I thought I got rid of scale once with just spraying with soapy water? No??? I thought so, but I'm getting old and can't remember for sure! I want to say I did though!

Anonymous said...

I'm sad for you that the scale is still there. Maybe it would help if you write a post detailing what exactly you've done so far and the hive mind can help come up with other ideas.

Is there anyway that you can isolate the plants that have scale or are at risk of haboring them? Im thinking of things like putting them at a friends house temporarily, your husbands office, a makeshift greenhouse in the backyard. Once you have all the infested plants isolated then maybe you can truly eradicate it instead of plants passing it back and forth.

I'm also wondering if you have tried soaking the plants in a solution of alcohol or insecticide to make sure scale can't hide in any nooks or crannies.

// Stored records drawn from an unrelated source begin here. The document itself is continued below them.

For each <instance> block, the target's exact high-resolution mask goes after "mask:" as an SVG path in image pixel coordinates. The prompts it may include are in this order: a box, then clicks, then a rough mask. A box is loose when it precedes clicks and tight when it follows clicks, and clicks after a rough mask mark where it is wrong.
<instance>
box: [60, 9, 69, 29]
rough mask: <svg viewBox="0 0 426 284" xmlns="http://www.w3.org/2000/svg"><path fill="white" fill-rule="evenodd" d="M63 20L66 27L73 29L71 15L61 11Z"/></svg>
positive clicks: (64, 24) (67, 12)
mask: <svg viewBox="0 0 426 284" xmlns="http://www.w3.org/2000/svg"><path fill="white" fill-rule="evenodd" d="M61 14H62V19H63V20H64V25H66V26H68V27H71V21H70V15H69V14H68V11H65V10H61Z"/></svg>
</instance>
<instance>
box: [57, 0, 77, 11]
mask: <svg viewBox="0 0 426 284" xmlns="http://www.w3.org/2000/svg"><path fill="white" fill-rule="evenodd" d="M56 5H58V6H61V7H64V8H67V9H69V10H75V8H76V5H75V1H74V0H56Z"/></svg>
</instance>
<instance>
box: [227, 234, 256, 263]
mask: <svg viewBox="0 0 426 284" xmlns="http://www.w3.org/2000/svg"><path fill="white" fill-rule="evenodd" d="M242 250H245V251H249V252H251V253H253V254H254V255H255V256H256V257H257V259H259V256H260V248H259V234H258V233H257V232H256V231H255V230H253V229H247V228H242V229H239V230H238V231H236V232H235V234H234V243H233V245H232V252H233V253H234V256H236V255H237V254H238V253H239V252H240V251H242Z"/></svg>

As a last resort, maybe you could use this summer as a chance to spray stronger insecticide on the infected plants outdoors. Like I'm talking get suited up and put a respirator on chemicals. It is drastic but man you've been dealing with this for so long. I know I would have a hard time enjoying my plants with this going on.

mr_subjunctive said...


I appreciate the sentiment, but after trying to write out the details of what I've done several times, the ways in which none of it has worked, and the ways in which your suggestions are not practical given the size of the collection, I am moved to despair and don't want to think about the scale anymore.

The most effective approach for me so far is: 1) if a scale-affected plant can be thrown out without anguish, throw it out, and 2) if a plant is affected by scale but cannot be thrown out without anguish, spray all surfaces of the plant with 70% rubbing alcohol a couple times a week, with optional hand-wiping of the leaves with a paper towel afterward. This doesn't remove the scale from the collection entirely, but it keeps the problem manageably sized, is less expensive than imidacloprid or other insecticide-based approaches, and is occasionally successful in removing the scale entirely, which is better than the imidacloprid ever seemed to do.